I move amendment No. 8:

In page 9, line 20, to delete "first" and substitute "second".

We discussed this matter at considerable length on Committee Stage. It is a fairly harsh decision to close down a premises on a first offence. Later in the section, a premises will not just be closed down. It states that the licensee shall affix to the exterior of the premises, in a conspicuous place, a notice specifying the period of closure and stating that the closure is in compliance with the order.

I understand the procedure that operated in the United States – the chairman of the Committee on Justice, Equality, Defence and Women's Rights will know better than me – was that one would get a warning for a first offence of that nature. Part of the warning would be a request to appear at a counselling session where the rigours of the law, the purpose of the law and the need for its enforcement would be clearly explained in order that legal compliance was assured. We want to ensure legal compliance rather than an initial harsh first strike. That was the idea behind the amendment.

I have some sympathy for this amendment, although that is not to say I will vote for it. A premises can be closed under sections 4, 7 and 17. Section 4 provides for closure in the case of permitting drunkenness or drunken persons on the premises and section 7 states that a licensee shall not permit disorderly conduct to take place. Some licensees argue that there is no way under the sun they would allow disorderly conduct but that it occurs, and they might be in a position where disorderly conduct occurs through no fault of theirs. A temporary closure order could then be put in place on the first offence.

Section 17 deals with the consumption of intoxicating liquor near the licensed premises or in an off-licence. There are various situations which could arise in which it could be imputed that licensees did something wrong but they may not be able to prove they did not. Again, licensees may face closure on the first offence.

It has been suggested by the licensed trade and others that instead of closure for a period not exceeding seven days, a substantial fine could be imposed for a first offence. I presume that period would not come at the start of Lent but at another time.

There is a possibility that a licensee could feel he or she has been treated unfairly, although that treatment would seem fair to a District Court judge. I have some sympathy with the idea of a fine and I would like to hear the Minister's comments.

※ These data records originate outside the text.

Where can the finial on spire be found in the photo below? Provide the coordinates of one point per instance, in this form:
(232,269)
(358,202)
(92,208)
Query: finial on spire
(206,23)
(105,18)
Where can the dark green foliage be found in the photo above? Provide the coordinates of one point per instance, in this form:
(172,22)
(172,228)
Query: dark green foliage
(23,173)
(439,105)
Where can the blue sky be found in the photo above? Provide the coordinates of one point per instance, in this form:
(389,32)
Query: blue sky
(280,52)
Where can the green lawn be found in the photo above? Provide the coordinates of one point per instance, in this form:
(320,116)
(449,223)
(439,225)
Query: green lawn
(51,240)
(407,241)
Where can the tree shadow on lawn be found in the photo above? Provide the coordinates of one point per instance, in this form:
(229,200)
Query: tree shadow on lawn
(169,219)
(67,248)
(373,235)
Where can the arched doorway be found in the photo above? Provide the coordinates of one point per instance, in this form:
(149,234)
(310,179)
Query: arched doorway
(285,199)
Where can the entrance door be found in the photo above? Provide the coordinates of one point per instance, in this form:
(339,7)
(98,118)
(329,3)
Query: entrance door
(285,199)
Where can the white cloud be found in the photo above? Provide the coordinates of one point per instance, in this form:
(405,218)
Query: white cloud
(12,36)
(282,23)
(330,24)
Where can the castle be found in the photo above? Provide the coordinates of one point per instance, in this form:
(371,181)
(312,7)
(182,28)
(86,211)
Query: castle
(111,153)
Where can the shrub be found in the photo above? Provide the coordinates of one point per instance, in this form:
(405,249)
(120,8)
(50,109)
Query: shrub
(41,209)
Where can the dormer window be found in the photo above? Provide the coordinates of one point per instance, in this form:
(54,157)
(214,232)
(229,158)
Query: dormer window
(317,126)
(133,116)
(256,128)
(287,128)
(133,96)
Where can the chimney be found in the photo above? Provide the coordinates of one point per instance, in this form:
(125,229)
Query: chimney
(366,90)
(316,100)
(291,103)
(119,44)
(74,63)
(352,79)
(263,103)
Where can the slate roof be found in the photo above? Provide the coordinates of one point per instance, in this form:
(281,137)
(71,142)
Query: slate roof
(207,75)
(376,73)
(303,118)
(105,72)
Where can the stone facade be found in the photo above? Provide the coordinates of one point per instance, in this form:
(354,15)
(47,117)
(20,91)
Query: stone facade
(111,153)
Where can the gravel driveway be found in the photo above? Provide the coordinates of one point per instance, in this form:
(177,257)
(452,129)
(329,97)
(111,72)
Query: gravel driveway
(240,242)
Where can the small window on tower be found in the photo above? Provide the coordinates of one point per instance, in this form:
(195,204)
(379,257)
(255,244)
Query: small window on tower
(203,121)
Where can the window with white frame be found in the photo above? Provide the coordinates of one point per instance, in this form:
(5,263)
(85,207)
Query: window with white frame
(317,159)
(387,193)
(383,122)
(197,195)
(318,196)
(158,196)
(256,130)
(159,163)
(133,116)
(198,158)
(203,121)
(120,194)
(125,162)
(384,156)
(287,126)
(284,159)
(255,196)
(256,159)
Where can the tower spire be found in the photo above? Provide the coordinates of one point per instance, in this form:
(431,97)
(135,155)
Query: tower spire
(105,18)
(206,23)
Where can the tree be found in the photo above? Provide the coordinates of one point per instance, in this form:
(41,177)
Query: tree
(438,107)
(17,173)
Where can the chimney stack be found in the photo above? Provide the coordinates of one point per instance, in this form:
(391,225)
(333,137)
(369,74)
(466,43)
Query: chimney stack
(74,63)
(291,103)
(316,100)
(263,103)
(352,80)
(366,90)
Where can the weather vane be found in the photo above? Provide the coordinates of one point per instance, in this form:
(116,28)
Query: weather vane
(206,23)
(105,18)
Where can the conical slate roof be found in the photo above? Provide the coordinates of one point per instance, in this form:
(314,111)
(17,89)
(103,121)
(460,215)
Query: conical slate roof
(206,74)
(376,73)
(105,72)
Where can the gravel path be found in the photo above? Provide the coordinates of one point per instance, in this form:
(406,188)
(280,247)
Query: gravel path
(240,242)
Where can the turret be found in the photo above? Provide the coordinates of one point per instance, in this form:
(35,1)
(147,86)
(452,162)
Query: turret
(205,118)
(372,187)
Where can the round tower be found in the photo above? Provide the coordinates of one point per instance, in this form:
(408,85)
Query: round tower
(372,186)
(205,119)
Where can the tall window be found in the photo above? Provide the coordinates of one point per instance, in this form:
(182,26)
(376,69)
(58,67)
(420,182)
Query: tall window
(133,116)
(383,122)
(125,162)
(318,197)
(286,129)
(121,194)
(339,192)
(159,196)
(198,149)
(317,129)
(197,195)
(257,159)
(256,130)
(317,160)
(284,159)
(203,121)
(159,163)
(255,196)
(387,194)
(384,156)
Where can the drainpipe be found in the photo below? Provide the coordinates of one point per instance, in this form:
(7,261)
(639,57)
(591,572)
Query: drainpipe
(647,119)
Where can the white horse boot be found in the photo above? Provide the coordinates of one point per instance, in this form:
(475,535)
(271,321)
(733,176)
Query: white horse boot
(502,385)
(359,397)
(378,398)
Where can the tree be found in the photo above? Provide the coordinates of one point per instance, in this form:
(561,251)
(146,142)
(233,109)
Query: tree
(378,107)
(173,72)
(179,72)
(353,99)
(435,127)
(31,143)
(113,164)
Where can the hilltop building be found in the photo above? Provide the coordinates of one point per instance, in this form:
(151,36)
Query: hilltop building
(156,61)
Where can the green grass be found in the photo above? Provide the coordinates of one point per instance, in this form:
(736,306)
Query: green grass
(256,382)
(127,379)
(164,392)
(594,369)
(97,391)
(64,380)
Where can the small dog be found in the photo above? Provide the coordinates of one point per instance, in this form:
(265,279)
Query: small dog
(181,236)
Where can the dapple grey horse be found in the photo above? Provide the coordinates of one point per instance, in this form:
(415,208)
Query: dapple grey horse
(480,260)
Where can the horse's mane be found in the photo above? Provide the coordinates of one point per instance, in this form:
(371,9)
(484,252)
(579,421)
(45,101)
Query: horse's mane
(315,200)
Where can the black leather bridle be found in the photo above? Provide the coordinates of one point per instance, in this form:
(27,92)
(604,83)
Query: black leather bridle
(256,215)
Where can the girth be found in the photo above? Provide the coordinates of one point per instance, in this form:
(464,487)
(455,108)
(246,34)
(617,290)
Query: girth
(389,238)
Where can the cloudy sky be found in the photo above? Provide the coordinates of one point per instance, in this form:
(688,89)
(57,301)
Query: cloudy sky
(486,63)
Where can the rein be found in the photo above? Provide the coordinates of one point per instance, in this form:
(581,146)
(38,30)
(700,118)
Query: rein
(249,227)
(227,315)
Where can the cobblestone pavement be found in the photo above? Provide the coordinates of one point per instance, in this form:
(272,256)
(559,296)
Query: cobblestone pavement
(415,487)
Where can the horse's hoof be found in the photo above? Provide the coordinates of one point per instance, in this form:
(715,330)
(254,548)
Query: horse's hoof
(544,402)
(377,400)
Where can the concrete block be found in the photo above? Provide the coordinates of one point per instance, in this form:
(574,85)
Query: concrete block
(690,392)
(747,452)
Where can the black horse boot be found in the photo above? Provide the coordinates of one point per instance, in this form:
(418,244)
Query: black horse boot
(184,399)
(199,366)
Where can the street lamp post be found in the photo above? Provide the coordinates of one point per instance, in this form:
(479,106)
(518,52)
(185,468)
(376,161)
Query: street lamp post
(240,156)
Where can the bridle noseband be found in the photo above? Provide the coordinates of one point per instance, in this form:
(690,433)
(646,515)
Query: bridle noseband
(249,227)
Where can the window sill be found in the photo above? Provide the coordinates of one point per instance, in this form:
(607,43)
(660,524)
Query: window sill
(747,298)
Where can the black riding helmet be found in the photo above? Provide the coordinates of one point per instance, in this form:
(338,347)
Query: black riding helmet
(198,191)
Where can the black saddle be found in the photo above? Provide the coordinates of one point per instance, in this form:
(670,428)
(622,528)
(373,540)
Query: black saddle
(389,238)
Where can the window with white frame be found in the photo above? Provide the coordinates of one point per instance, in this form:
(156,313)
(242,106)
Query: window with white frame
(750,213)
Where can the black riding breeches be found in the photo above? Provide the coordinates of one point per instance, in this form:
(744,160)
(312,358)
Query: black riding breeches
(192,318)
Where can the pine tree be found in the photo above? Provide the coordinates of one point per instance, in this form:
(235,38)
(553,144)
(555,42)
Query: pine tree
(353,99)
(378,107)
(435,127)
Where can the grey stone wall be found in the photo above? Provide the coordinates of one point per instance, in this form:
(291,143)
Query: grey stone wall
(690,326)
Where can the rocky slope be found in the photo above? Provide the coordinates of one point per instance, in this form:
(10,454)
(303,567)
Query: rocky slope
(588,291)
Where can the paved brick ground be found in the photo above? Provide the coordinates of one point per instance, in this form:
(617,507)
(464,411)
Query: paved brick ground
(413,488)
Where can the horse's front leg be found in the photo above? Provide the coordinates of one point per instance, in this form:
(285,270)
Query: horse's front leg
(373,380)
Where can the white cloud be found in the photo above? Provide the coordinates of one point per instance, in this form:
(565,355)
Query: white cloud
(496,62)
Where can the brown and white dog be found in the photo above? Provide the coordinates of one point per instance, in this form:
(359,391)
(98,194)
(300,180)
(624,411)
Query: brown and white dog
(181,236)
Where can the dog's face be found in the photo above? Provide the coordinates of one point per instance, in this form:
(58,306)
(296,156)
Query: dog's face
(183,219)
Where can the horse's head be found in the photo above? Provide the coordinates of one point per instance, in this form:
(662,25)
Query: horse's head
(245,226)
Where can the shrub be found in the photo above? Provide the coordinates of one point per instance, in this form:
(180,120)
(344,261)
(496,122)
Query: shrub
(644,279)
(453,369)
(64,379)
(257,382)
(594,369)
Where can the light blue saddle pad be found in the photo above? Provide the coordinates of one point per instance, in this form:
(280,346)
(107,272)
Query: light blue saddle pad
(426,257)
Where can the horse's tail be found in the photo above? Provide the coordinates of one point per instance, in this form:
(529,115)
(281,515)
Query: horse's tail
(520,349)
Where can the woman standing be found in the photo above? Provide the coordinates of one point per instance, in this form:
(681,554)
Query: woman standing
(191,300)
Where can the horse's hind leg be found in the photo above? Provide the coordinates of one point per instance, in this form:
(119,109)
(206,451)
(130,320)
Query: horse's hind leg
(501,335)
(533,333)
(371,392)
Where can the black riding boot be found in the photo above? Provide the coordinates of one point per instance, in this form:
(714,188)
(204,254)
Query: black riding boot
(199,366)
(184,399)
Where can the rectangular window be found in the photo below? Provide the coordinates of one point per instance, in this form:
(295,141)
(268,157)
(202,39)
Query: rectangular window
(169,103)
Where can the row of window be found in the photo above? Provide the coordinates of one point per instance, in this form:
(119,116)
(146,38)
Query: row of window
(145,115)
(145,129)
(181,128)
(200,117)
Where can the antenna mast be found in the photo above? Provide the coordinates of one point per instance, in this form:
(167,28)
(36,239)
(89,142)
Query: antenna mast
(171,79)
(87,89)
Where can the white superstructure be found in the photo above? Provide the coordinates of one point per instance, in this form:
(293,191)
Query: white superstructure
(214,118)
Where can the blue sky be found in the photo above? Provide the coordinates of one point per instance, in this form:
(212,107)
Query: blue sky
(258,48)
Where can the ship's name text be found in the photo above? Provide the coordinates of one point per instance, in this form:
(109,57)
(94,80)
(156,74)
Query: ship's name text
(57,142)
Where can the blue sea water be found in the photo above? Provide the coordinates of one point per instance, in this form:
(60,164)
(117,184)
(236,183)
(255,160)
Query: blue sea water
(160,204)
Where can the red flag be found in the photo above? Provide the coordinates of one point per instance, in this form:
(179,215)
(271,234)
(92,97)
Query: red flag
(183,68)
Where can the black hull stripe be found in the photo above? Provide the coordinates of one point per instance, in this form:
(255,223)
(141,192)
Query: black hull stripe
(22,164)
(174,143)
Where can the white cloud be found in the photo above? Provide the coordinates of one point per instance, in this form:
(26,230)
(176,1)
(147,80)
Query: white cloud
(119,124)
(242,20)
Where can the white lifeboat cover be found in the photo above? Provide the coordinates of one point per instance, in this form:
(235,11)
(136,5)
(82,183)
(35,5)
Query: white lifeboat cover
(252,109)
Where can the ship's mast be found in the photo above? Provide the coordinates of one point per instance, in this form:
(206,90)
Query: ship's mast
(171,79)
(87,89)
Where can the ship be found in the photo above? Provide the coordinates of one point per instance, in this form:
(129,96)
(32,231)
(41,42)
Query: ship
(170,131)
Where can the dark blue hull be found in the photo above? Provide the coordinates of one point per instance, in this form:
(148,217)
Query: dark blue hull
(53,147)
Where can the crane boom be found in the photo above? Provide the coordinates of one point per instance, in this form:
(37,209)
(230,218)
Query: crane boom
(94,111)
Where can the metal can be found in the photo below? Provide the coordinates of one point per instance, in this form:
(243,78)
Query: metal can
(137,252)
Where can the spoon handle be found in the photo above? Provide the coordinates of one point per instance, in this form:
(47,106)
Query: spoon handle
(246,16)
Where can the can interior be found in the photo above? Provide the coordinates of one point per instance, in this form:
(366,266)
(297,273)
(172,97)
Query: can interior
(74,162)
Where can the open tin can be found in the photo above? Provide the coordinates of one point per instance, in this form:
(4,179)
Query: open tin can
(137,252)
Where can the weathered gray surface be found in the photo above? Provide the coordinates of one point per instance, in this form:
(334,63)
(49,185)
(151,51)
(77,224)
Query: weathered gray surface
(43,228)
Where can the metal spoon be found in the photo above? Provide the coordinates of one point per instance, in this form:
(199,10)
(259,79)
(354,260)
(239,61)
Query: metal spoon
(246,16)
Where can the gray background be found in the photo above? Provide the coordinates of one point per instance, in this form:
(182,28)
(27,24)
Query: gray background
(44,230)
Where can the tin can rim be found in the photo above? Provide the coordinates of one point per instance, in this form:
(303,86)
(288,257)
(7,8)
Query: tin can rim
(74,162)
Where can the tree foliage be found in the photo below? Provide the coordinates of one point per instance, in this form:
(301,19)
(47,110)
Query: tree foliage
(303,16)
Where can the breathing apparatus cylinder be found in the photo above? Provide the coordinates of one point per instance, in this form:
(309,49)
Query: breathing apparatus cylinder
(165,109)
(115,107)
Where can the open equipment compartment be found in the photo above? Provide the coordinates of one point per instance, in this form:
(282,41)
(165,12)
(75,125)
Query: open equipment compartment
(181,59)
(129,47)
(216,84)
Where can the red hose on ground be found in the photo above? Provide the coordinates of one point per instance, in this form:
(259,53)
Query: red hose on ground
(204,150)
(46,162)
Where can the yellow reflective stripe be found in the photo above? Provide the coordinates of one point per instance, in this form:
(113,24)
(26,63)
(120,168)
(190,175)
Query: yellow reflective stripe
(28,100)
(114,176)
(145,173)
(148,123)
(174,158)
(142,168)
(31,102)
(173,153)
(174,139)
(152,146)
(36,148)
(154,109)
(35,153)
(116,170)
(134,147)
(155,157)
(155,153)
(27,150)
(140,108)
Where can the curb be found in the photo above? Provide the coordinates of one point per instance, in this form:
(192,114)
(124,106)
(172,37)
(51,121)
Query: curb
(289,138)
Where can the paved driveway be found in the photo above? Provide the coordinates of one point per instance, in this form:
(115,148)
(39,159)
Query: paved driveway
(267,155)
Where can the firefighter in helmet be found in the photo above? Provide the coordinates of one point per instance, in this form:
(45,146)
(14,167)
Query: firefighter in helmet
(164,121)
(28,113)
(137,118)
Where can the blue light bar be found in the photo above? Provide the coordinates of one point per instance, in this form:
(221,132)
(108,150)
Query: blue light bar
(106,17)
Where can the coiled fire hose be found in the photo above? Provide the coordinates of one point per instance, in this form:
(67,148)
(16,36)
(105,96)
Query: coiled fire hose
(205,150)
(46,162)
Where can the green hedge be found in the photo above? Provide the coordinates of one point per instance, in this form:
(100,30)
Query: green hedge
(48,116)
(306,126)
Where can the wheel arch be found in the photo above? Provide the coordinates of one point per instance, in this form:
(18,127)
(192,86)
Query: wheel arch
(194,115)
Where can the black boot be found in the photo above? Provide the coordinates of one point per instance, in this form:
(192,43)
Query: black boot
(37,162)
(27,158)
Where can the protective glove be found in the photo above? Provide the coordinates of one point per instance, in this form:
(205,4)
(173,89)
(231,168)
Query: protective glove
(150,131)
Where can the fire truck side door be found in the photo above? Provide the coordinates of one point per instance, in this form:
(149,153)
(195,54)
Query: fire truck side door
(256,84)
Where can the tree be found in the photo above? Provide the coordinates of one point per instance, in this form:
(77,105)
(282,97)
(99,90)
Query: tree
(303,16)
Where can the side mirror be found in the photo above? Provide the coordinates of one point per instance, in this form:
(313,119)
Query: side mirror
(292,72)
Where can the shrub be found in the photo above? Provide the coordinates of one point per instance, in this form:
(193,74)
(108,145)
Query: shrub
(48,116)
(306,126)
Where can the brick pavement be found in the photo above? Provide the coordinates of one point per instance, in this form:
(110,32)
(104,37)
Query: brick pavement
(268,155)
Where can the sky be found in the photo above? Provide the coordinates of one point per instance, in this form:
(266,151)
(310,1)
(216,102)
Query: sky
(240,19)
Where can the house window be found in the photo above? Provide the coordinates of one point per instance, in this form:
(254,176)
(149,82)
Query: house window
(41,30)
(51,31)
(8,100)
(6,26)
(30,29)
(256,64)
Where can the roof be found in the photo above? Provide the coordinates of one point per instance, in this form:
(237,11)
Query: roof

I agree with Deputy Ardagh. There are people who would not deserve the maximum punishment, yet it is possible they would receive it. However, the Minister will probably say that according to the spirit of the Bill, if a licensee has a house of abuse, particularly regarding drugs, then this section addresses that issue. There may also be difficulties with alcohol being bought or secured unethically or with alcohol being interfered with. However, a licensee going to court for a first offence will face a judge with discretion.

I would not like a licensee to lose his or her livelihood for a weekend, compared to two or three days from Monday to Thursday. Licensees may have major investments in their premises and depend on their business for the family income and livelihood. There are also many overheads and substantial repayments to be made. Certification could be addressed in a certification Bill next year. I agree with Deputy Ardagh's views on this.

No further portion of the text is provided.